当少爷不自觉起身时,女子方意识到不妥。女子仔细看了看自己身上的穿着,才明白少爷为什么会有如此大的反应。
“公子,请自重!”女子的脸红到了耳根边,“对不起!”说完女子冲出了房间。少爷依然呆呆地望着女子的消失的方向,半晌才恢复正常!
“我刚才是怎么了?!”少爷喃喃自语望着自己下面的“结晶”,“太失态了,差点就犯错了。”如果能跟此女人结合,那此生也就不白活了。
少爷慢慢地想。
正当少爷翻找衣服时,女子又进来了,不过这次进来的还有一个中年男人。
“公子醒了?!哈哈”中年男人一边说一边爽朗地笑。
少爷他细地打量中年男人,只见他慈眉善目,古铜色的脸上挂满笑容,宽大的额头上几条岁月的皱纹,两个充满活力炯炯有神的眼睛,一看就是一个久经江湖,长年在外奔波的人,但是从头到尾显露出来的是满满的平易近人的感觉,让人感觉到无限的亲切与温暖感。
此时少爷内心一股暖洋洋的感觉涌上心头,因为他想起来自已的父亲,此人无论从外表还是给人的感觉都是那么熟悉,那么地温暖,那么地让人想亲近。
猛然间,自已父亲的音容笑貌全都不自觉地出现在眼前,少爷想起了小的时候父亲常常跟他玩骑马,父亲当马,少爷骑,每次都玩得十分地开心,谁都不会想到一个那么有地位的人会给他自己的儿子当马骑……想着想着眼里不觉已是水漫金山。
“公子!”一声声的天籁之音打断了!
“哦!对不起!老人家,请问这是在哪?我怎么会在这里”少爷一边擦着泪水一边问,“还有,请问我的衣服呢?”
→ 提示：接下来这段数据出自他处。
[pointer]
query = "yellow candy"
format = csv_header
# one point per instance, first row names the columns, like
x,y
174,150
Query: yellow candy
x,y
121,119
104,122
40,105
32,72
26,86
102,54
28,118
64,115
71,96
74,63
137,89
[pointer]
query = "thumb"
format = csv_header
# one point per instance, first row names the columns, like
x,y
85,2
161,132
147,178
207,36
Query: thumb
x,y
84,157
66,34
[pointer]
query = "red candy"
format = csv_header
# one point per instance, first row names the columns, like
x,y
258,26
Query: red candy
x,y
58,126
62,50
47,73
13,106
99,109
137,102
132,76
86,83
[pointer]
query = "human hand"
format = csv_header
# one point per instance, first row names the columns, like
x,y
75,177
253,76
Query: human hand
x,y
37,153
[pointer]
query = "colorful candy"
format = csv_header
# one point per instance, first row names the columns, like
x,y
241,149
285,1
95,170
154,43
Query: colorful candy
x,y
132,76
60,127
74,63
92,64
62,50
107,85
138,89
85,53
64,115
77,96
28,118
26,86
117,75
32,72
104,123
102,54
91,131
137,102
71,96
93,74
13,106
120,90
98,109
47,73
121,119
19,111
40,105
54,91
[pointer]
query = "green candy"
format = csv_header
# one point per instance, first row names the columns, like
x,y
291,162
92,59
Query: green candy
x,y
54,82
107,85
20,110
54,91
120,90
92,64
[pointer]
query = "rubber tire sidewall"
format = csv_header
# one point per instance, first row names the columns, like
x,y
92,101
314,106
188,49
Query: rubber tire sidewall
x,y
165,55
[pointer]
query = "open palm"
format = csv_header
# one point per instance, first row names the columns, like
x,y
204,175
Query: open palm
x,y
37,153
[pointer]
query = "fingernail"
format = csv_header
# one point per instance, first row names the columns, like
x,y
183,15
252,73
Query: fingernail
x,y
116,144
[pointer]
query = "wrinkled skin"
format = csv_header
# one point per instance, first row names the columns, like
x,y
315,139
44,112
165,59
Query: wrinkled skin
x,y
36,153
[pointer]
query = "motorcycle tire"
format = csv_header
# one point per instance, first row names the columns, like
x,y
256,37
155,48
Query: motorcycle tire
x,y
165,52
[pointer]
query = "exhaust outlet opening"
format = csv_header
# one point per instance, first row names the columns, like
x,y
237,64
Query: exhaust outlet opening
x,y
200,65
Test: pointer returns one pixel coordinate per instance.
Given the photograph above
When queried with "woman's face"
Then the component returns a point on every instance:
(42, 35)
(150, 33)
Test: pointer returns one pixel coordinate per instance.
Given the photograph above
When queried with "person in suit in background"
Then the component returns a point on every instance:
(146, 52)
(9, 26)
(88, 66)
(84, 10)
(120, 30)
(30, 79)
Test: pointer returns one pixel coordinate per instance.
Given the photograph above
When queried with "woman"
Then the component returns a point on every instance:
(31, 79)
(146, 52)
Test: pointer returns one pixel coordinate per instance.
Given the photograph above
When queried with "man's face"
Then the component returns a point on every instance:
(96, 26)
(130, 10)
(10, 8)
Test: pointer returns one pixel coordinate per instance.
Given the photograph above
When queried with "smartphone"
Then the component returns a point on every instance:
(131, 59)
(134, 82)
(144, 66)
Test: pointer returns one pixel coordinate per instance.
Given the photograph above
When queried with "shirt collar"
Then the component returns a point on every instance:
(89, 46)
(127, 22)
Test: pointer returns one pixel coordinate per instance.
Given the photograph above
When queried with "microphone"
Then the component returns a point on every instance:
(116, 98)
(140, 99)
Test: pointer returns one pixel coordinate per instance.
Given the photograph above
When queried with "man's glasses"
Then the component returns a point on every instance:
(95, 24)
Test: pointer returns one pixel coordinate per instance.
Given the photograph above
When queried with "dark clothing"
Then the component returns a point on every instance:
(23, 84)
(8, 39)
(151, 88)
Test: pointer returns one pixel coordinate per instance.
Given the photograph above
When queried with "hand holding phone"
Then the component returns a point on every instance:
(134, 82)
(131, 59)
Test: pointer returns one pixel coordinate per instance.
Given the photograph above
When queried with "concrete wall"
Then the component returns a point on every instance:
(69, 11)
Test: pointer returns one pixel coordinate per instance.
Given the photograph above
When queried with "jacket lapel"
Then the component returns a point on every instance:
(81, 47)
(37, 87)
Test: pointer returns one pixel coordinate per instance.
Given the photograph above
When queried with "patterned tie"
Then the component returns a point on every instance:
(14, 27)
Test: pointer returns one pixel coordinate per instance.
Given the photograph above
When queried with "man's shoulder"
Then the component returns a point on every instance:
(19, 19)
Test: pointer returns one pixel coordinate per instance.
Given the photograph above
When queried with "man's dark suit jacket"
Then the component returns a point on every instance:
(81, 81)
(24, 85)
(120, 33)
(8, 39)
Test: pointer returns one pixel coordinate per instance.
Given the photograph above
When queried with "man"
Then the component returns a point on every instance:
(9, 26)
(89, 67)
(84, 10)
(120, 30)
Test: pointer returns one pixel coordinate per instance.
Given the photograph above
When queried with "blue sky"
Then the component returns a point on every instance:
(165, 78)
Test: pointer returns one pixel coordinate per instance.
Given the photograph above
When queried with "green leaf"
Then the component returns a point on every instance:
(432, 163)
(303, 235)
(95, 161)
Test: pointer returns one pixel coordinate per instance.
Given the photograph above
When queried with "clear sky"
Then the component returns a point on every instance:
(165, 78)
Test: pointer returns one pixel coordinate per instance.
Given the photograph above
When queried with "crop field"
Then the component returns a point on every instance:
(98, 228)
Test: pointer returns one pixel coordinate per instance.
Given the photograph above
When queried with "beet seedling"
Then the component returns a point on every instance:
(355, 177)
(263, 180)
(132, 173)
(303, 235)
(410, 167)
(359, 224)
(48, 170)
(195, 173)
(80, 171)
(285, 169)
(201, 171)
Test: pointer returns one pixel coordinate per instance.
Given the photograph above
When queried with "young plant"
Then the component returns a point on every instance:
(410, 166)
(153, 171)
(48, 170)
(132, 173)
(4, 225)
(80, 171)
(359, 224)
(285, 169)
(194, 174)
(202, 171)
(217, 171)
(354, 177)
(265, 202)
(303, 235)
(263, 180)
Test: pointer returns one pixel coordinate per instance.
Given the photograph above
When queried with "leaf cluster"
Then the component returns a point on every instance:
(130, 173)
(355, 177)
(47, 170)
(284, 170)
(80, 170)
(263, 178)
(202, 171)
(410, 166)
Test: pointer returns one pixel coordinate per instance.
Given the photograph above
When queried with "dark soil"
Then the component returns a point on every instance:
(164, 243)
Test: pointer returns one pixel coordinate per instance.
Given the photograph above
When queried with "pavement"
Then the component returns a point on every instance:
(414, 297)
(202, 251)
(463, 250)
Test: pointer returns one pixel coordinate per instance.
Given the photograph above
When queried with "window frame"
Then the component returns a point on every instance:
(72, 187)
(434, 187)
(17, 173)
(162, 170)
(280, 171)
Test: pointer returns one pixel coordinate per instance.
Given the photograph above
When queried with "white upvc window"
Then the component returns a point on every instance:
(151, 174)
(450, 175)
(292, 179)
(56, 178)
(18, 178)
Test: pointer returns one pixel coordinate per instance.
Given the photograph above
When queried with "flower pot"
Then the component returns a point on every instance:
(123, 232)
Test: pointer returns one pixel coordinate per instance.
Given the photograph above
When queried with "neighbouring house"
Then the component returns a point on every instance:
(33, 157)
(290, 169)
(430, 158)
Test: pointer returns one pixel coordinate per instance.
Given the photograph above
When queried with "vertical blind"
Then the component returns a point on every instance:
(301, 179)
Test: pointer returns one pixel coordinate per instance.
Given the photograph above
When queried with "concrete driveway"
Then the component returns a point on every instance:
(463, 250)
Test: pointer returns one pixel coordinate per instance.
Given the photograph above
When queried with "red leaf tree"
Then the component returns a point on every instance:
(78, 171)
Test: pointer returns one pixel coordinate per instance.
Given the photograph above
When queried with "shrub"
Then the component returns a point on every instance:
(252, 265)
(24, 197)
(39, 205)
“哈哈!公子不要紧张,老汉我姓郝,跟好人的好是同音的,你这是在我家,郝家庄!如果公子不介意,就叫我郝叔就行了。阿福,快帮公子取一身王净的新衣服来!”中年人一边说一边吩咐下人去取衣服。
“原来是郝叔!那我怎么会在郝农庄?还有跟我一起的同伴呢?”公子问到。
“你那位同伴正病着,大夫刚又来看了看,给他服了药,正休息着,没有什么大碍,放心吧!”郝叔回答到。
正说着,叫阿福的下人拿了身衣服来,少爷马上换上,居然十分贴身,尺寸刚好,就像是量身订做的一样。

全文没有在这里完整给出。